Despite his gun, he was afraid; he would not have hurt me and he knew it.
“People follow me,” the man said. “Think I’ll lead them to the petroglyphs.” He pointed to the drawings. “You can get money for them, if you can break them from the stone and get them out.”
The light and the shadows lessened at last; the stone suns dimmed and the earth’s darkness melted away. The tension of feeling eased and I saw the man clearly, in full detail.
He had cancer: his face seemed to be inflated from inside, like the caricatures made by street artists, exaggerating lips, cheeks, all the flesh of the face; the overgrown flesh of his lips sagged, the cheeks covered his eyes, the mouth was double in length, and not a single hair grew on his smooth sausage skin.

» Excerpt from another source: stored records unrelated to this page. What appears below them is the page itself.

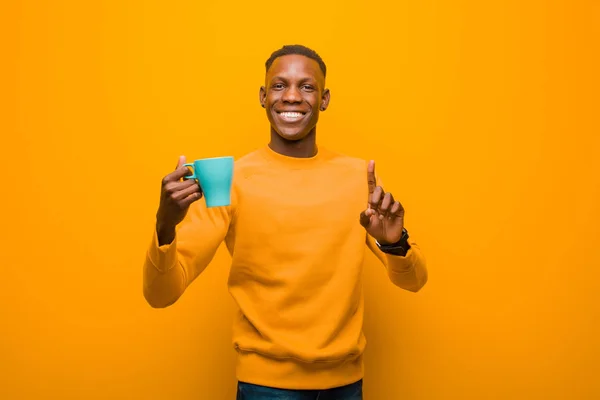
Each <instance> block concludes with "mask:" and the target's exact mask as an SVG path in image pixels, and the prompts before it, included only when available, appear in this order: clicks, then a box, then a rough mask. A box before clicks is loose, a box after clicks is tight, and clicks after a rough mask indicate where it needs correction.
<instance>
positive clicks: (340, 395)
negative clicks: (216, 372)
mask: <svg viewBox="0 0 600 400" xmlns="http://www.w3.org/2000/svg"><path fill="white" fill-rule="evenodd" d="M362 398H363V396H362V379H361V380H359V381H358V382H355V383H351V384H349V385H346V386H340V387H337V388H332V389H324V390H300V389H297V390H294V389H276V388H272V387H268V386H260V385H253V384H251V383H246V382H238V393H237V397H236V400H362Z"/></svg>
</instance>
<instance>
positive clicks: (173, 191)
mask: <svg viewBox="0 0 600 400" xmlns="http://www.w3.org/2000/svg"><path fill="white" fill-rule="evenodd" d="M191 186H199V185H198V183H197V182H196V181H195V180H194V179H187V180H185V181H172V182H168V183H167V184H166V185H165V186H164V192H165V193H167V194H173V193H175V192H179V191H180V190H184V189H187V188H189V187H191Z"/></svg>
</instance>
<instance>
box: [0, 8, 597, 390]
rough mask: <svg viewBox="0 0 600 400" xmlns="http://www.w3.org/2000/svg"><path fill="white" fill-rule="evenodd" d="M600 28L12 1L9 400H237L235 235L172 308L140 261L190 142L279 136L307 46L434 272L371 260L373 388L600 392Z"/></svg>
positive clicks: (342, 150) (7, 98)
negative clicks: (234, 294) (400, 271)
mask: <svg viewBox="0 0 600 400" xmlns="http://www.w3.org/2000/svg"><path fill="white" fill-rule="evenodd" d="M251 3H252V4H251ZM367 3H368V4H369V5H367ZM599 26H600V6H599V3H598V2H596V1H592V0H590V1H567V0H562V1H545V2H544V1H527V2H524V1H504V2H482V1H448V2H441V1H429V2H414V1H404V0H403V1H379V2H378V1H375V2H370V3H369V2H364V1H345V2H339V3H334V2H321V1H303V2H296V3H293V2H291V3H290V2H287V3H286V2H272V1H265V2H260V3H255V2H242V1H240V2H236V3H221V2H217V1H213V2H209V3H204V2H201V1H176V2H164V1H162V2H158V1H141V0H131V1H110V2H109V1H104V2H84V1H66V0H55V1H51V2H50V1H25V0H23V1H10V0H9V1H8V2H2V5H0V38H1V39H0V40H1V45H2V47H1V50H2V51H1V53H0V54H1V57H2V63H1V65H0V69H1V71H0V72H1V74H0V75H1V76H0V84H1V85H0V91H1V92H0V93H1V98H2V104H0V105H1V107H0V108H1V110H0V117H1V118H0V123H1V126H0V131H1V132H2V146H1V148H2V150H1V153H2V154H1V155H0V156H1V157H0V163H1V166H2V177H3V179H2V185H1V187H2V200H1V201H2V208H1V213H2V215H1V217H2V229H0V235H1V237H0V246H2V248H1V254H2V263H1V265H2V274H1V275H0V276H1V279H0V304H1V306H0V307H1V309H0V312H1V318H0V335H1V340H0V398H2V399H11V400H12V399H49V398H52V399H109V398H110V399H211V400H212V399H233V398H234V390H235V377H234V351H233V349H232V348H231V344H230V331H231V329H230V324H231V321H232V316H233V314H232V313H233V303H232V301H231V299H230V297H229V295H228V293H227V287H226V279H227V273H228V261H229V257H228V255H227V253H226V252H225V250H224V249H221V250H220V251H219V253H218V255H217V257H216V258H215V260H214V262H213V264H212V265H211V266H210V267H209V268H208V269H207V270H206V271H205V272H204V274H203V275H202V276H201V277H200V278H199V279H198V280H197V281H196V282H194V284H193V285H192V286H191V287H190V288H189V290H188V291H187V292H186V294H184V296H183V297H182V298H181V299H180V300H179V302H177V303H176V304H175V305H174V306H172V307H170V308H168V309H164V310H156V309H152V308H150V307H149V306H148V305H147V304H146V303H145V301H144V298H143V296H142V286H141V285H142V275H141V268H142V262H143V257H144V252H145V250H146V246H147V245H148V243H149V239H150V233H151V230H152V228H153V222H154V221H153V220H154V215H155V212H156V207H157V205H158V194H159V189H160V187H159V184H160V179H161V178H162V176H163V175H165V174H166V173H168V172H170V171H171V170H172V169H173V168H174V167H175V164H176V162H177V156H178V155H179V154H185V155H186V156H187V157H188V160H191V159H194V158H199V157H205V156H214V155H225V154H230V155H234V156H236V157H239V156H241V155H242V154H244V153H246V152H248V151H250V150H252V149H254V148H256V147H257V146H260V145H263V144H264V143H266V141H267V138H268V123H267V119H266V118H265V115H264V110H263V109H262V108H260V106H259V102H258V89H259V86H260V85H261V84H262V82H263V76H264V61H265V60H266V58H267V57H268V56H269V54H270V53H271V51H273V50H275V49H276V48H279V47H280V46H281V45H283V44H288V43H296V42H299V43H303V44H306V45H308V46H311V47H314V48H315V49H316V50H317V51H318V52H319V53H320V54H321V55H322V56H323V58H324V59H325V61H326V63H327V65H328V69H329V71H328V72H329V73H328V81H327V83H328V86H329V87H330V88H331V91H332V100H331V106H330V108H329V110H328V111H327V112H326V113H324V114H323V115H322V119H321V122H320V124H319V129H318V137H319V141H320V143H321V144H323V145H327V146H330V147H332V148H335V149H337V150H340V151H342V152H345V153H348V154H351V155H355V156H360V157H364V158H373V159H375V160H376V161H377V170H378V172H379V174H380V175H381V176H382V177H383V178H384V180H385V181H386V183H387V184H388V185H389V187H393V188H394V193H395V195H396V197H399V198H400V199H401V201H402V202H403V204H404V205H405V208H406V210H407V227H408V229H409V230H410V231H411V233H412V234H413V236H414V237H415V238H418V241H419V242H420V244H421V246H422V248H423V249H424V251H425V254H426V256H427V259H428V262H429V271H430V280H429V283H428V284H427V286H426V287H425V288H424V289H423V291H422V292H420V293H418V294H416V295H415V294H412V293H408V292H403V291H401V290H399V289H397V288H395V287H394V286H393V285H392V284H391V283H390V282H389V281H388V280H387V277H386V276H385V274H384V269H383V267H382V266H381V265H379V264H377V263H376V262H375V259H374V257H372V256H369V259H368V262H367V263H366V265H365V276H366V321H365V330H366V334H367V340H368V345H367V353H366V378H365V398H366V399H367V400H396V399H592V398H598V397H599V396H600V379H598V360H600V345H599V338H600V328H599V326H600V322H599V320H600V318H599V317H600V302H599V298H598V292H599V289H600V285H599V283H598V282H599V279H600V272H599V271H600V254H599V252H598V246H599V245H598V243H599V239H600V228H599V222H600V205H599V204H600V183H599V181H600V179H599V178H598V176H599V172H600V138H599V137H600V124H599V119H598V110H599V106H600V104H599V101H598V93H599V89H600V87H599V84H598V83H599V81H598V71H600V63H599V60H598V54H599V53H600V50H599V48H598V47H599V45H598V43H600V41H599V38H600V28H599Z"/></svg>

“This is from radiation,” he said. “What’s inside my body is worse. The gun—it was given to me as an award—is for shooting myself when I can’t stand it anymore.”
My unexpected comrade was a military man; long ago he had looked for places in this tundra for underground nuclear tests; he had come from a region with forests and did not know that the tundra could make you lost as well, like a forest, but in a different way: the forest changes where the light is coming from, confuses tracks, while the tundra is open, you can see everything, but suddenly you look around, nothing but hillocks, and your mind, busy with thoughts, has not retained any orientation markers.